The identity and motives of those who left is not the focus here, rather, emphasis is given to what remains. Lonesome statues, still waves and overgrown trees, an empty street graced by the sun. Though at first one might be tempted to catalog the works in this exhibition as simple landscapes, viewers willing to pause and intimately converse with the photographs might start to perceive their more complex nature.

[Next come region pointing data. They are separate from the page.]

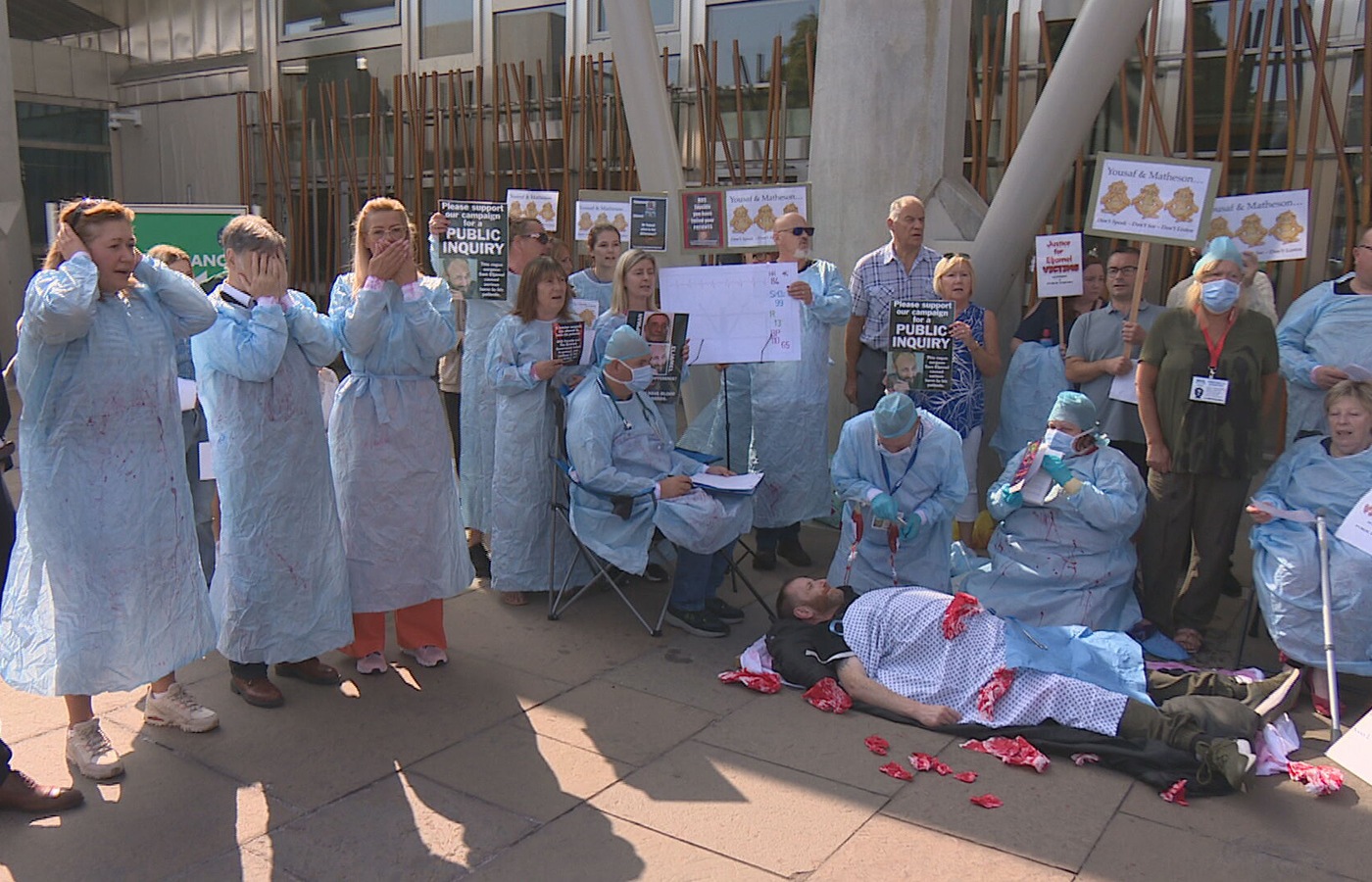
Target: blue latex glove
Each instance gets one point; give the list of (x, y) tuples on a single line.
[(1056, 469), (884, 508)]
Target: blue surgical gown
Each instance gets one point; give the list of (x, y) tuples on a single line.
[(928, 481), (390, 447), (525, 439), (280, 589), (621, 449), (477, 429), (1286, 557), (105, 590), (1067, 562), (1320, 328), (1032, 384), (791, 411)]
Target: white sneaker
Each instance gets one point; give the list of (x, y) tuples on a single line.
[(372, 662), (177, 708), (91, 752), (427, 656)]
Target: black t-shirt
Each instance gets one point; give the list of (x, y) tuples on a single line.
[(806, 652)]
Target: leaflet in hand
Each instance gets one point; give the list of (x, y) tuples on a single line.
[(745, 483)]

Famed for his subdued portraits that humbly exude both the emotional and the stern, (e.g. Mathias Kiss or Barbara Chase-Riboud for The New York Times Style Magazine), Llavall-Ubach is, after all, a virtuoso at capturing the essence and soul of all things, living and inanimate. Therefore, are these empty streets and forgotten monuments indeed landscapes, or have they become ghosts through our humanity, our love, loss, and sorrows? Could they be the portraits of our now vanished emotions? Together, the photographs constitute a deeply personal form of meditation, blurring spatial and temporal landmarks in a melancholic and contemplative atmosphere – the signature of the artist’s photographic vision.
SUMMER DAYS
June 6, 2025 to August 29, 2025
Extended until September 27, 2025
with
Louise Bourgeois, Ramon Deanda, Jack Pierson, Jana Renée,
Matt Stevens, Yosdy Valdivia, Françoise Watin
IT WAS THE DESERT WHO CAUGHT ME
February 21, 2025 to May 24, 2025
with
Lala Abaddon, Ramon Deanda, Tony Drewry, Thalia Mavros, Jana Renée, Matt Stevens, Carlie Tise, Austin Thomas, Françoise Watin
« It was the desert who caught me » tells the many stories one encounters in the desert, a desert that can be understood both as geographical and metaphorical. Lost loves, a search for meaning, the yearning of finding one’s place in the world, newly found desires, past and future connections, inner turmoil and outside stillness, each viewer will perceive what the desert wishes them to see. On display, heirlooms of the desert, books paving the way to understanding one’s own quests, and artworks created by artists whose resilient souls show us that a dreamer’s heart is made of diamond. It will not splinter, it will not shatter. Indestructible, it will shine even brighter with every new chisel. « It was the desert who caught me » is a celebration of all dreamers. and ultimately, a love letter to following a heart that dares to dream.